After five seasons in either anthracite or white helmets, the New Mexico football program will return to its traditional silver lids in 2020.
“It’s tradition to have silver helmets,” first-year head coach Danny Gonzales told the Santa Fe New Mexican following the team’s first spring practice. “It’s a cleaner look that everyone around here seems to like. I grew up a Lobo fan, and that’s the uniform I’ve always known.”
Silver helmets have been an integral part of New Mexico’s identity since 1974, when the Lobos wore a Zia sun symbol on the side with cherry and turquoise stripes down the middle. That look remained (albeit with different logos, including front- and sideways-facing wolves) through the 2014 season, though the team briefly experimented with white helmets in 2011.

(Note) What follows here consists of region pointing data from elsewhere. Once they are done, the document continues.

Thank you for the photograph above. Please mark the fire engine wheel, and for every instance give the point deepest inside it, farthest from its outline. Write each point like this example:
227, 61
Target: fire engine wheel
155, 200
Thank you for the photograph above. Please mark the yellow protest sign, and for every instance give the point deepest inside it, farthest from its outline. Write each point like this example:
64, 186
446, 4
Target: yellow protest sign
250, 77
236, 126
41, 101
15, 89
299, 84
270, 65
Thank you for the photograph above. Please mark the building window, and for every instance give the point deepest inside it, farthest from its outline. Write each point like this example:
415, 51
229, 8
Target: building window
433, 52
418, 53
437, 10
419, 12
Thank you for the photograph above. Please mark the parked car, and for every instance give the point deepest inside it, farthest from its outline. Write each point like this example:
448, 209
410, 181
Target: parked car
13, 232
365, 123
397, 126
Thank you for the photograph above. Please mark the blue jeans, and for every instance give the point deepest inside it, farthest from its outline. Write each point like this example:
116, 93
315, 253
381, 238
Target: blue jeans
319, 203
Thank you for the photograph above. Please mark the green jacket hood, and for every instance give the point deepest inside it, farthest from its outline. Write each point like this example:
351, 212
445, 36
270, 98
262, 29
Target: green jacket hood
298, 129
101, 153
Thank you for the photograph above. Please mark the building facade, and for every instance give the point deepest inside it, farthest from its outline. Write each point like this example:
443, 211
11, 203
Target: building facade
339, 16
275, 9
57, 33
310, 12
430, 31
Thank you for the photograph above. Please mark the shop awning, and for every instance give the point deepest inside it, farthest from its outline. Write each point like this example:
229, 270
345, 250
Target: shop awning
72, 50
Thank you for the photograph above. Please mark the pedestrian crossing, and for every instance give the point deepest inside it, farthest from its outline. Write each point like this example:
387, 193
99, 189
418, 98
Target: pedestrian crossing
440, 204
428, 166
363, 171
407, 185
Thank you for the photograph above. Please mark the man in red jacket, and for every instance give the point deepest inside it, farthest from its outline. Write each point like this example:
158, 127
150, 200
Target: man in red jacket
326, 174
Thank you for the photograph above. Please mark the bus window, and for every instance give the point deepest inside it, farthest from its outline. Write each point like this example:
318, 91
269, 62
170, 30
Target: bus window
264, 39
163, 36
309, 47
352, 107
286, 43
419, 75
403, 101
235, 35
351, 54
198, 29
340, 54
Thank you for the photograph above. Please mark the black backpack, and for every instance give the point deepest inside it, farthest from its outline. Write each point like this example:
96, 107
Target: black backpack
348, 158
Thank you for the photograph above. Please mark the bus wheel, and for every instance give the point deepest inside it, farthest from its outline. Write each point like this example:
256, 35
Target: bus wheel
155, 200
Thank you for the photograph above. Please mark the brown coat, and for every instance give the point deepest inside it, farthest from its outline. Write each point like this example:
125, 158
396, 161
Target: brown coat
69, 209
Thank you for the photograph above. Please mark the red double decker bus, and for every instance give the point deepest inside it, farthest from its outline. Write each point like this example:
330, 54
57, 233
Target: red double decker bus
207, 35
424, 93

Then, in 2015, former head coach Bob Davie bucked tradition by introducing the aforementioned anthracite and white helmets, as well as anthracite alternate uniforms. The Lobos mixed-and-matched various elements of those uniforms — which sometimes included numbers on one or both sides of the helmet — throughout his tenure, which ended last November.
Gonzales, on the other hand, doesn’t believe his team needs alternate and/or flashy uniforms to attract prospective recruits. And as a former Lobo player, graduate assistant and safeties/special teams coach, he believes their look should connect with fans who have followed the program for decades.
“I’m a traditionalist. I like the old look,” Gonzales said. “We can always mix it up, but the silver helmets are our identity — at least for a lot of the fans.”
New Mexico will presumably unveil updated uniforms for the upcoming season, which kicks off on Aug. 29 against Idaho State. It’s unclear when that will happen or what logo will go on the side of the Lobos’ new (but familiar) silver helmets.